Moreover, should a defendant’s pro se petition be summarily dismissed, any petition subsequently filed by counsel could be subject to dismissal as an abuse of the writ. See McCleskey v. Zant, 499 U.S. 457, 494 (1991). Requiring an indigent capital petitioner to proceed without counsel in order to obtain counsel thus would expose him to the substantial risk that his habeas claims never would be heard on the merits.

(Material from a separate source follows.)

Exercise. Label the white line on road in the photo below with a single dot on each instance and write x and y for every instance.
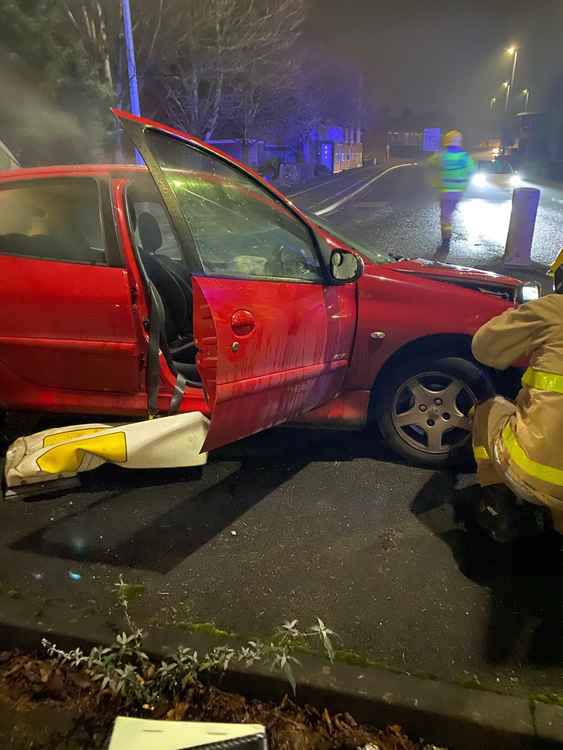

All of Scotus’s reasoning applies with equal force to Alabama. The majority of the work is done in preparing the petition: Factual investigations, reading the record and appeals, research, writing, editing. It is a task easily screwed up by a trained professional, and almost impossible for the average defendant. Never mind the complex laws, how is an incarcerated defendant supposed to conduct an investigation into the facts? Forcing them to go it alone guarantees that most petitions will be dismissed, regardless of the merits. That all but ensures the claims will never be heard, even in federal court.
So, saying, as does the Eleventh Circuit in this case, and Troy King in this editorial, that Alabama provides counsel for Rule 32 petitioners is misleading at best and dishonest at worst.